OWNERSを始めるまでは、自治体の企画やPRを行う会社に勤めていたのですが、そうしたプロジェクトベースの企画だと、どうしても短期的な盛り上がりだけで終わってしまったり、自治体の予算の都合で打ち切られることもあったりと、どうしても長期的な関係を築くのは難しかったんです。
一方、「オーナー制度」というもの自体はもとより生産者の間ではありました。しかし、いわゆるブランドのある産地でないと売れないとか、一区画で収穫できる生産物が何十キロも大量に届いたりと、現代のライフスタイルにマッチしていないと感じる部分が沢山あったので、なんとかこの制度を活かせないかと思い立ち上げました。

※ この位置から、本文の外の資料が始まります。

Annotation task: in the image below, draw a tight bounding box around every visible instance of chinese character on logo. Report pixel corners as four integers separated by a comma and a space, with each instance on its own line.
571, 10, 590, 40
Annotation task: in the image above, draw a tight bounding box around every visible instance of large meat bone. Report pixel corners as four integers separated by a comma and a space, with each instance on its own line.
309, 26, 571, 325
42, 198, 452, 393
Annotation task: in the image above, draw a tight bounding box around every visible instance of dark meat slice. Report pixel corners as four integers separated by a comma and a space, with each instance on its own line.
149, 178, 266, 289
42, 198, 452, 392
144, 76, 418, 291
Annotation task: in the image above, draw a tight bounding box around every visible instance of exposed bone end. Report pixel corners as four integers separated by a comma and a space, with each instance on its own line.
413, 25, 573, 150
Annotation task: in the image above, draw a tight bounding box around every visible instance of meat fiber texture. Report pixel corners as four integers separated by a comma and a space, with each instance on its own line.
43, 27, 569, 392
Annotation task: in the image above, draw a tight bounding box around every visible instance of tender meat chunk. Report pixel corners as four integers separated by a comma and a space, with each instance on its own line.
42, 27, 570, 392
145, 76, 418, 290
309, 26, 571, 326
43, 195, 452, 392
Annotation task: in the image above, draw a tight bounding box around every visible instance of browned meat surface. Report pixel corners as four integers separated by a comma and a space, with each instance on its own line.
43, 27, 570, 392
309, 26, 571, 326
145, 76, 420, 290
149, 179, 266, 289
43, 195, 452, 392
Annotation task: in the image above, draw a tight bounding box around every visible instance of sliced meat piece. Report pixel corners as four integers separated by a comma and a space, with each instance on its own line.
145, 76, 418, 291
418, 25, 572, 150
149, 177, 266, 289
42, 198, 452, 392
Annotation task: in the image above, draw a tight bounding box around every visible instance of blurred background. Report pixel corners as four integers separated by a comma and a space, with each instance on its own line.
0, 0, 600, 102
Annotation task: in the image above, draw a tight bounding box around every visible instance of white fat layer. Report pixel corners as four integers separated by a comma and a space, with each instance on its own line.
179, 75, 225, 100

――これまでのオーナー制度との顕著な違いはどこでしょうか?
これまでのオーナー制度はそもそも紹介経由でないと生産者を見つけられなかったり、登録もFAXでしかできなかったりと、面倒な手続きの中で生産者を探す必要がありました。また登録をしても、収穫の時期に生産物が自宅に届くだけで、自分がオーナーになった生産物ができるまでの過程やそのプロセスが見えないものが一般的でした。OWNERSでは、そこを購入者の立場から見直し、どういう感情になれば、その生産物により「関わっている」という感覚を持てるかをを紐解いてサービスを組み立てました。
そこで生まれたのが「コミュニケーション」ができるという点で、実際のOWNERSではコミュニケーションページで、生産者から定期的に現在の生産過程や収穫の様子などが報告されます。そこにオーナーがコメントをして、生産者とやり取りすることもでき、生産者とオーナーの間に、いい関係が生まれ始めています。
オーナー特典の中には、登録した生産物が届くだけではなく、現地で生産者の収穫の手伝いができる「体験」を含めたプランもあります。普通にお店で買うよりも、生産者と購入者の距離をぐっと近付けることができました。
結果、商品ではなく、オーナーになるという体験やライフスタイルを楽しめるサービスになったと自負しています。
――現在、参加している生産者はどのような基準で提携されたのでしょうか?
もとからコネがあったわけではないので、立ち上げ時は、電話営業から始めました。
いわゆる「ECサイトを開きませんか」という営業の電話はよくあるようで、インターネットを通じて.. という言葉だけで拒否反応を示して切られてしまうことも沢山ありました。OWNERSは既存のECサイトではないということや、自分の想いをしっかりと伝え、ビジョンに共感してくれた生産者さんとパートナーを組みました。とは言っても、サービスリリース前は300件以上にアプローチしてパートナーとして組むことが出来たのは5件。数より内容で勝負しようと思っていましたが、それにしても苦戦しました。
リリース後の反響もあり、その後は全国の生産者の方々から「自分たちもOWNERSでオーナーを募集できないか」と連絡をいただくことが増え、現在では掲載待ちが出るようになっています。
行政だと平等性の担保が必要になるので、普通の生産者もこだわり抜いている生産者も一緒に扱わないといけないことが多いのですが、OWNERSでは、生産者の方が持つこだわりや、生産されるまでの物語の面白さで勝負できる方に絞ってお願いしています。